Automatic flushing/clearing
In this example, the EntityManager
will be flushed and cleared only once,
but if there were more than 100 records, then it would flush (and clear) twice
or more.
Example (query/iterators)
The previous example is still not memory efficient, as we are operating on a pre-loaded array of objects loaded by the ORM.
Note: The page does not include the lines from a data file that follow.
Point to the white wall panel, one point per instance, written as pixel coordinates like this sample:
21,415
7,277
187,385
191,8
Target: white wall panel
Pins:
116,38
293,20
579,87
We can use queries instead:
use DoctrineBatchUtils\BatchProcessing\SimpleBatchIteratorAggregate;
$iterable = SimpleBatchIteratorAggregate::fromQuery(
$entityManager->createQuery('SELECT f FROM Files f'),
100 // flush/clear after 100 iterations
);
foreach ($iterable as $record) {
// operate on records here
}
Or our own iterator/generator:
use DoctrineBatchUtils\BatchProcessing\SimpleBatchIteratorAggregate;
// This is where you'd persist/create/load your entities (a lot of them!)
$results = function () {
for ($i = 0; $i < 100000000; $i += 1) {
yield new MyEntity($i); // note: identifier must exist in the DB
}
};
$iterable = SimpleBatchIteratorAggregate::fromTraversableResult(
$results(),
$entityManager,
100 // flush/clear after 100 iterations
);
foreach ($iterable as $record) {
// operate on records here
}
// eventually after all records have been processed, the assembled transaction will be committed to the database
Both of these approaches are much more memory efficient.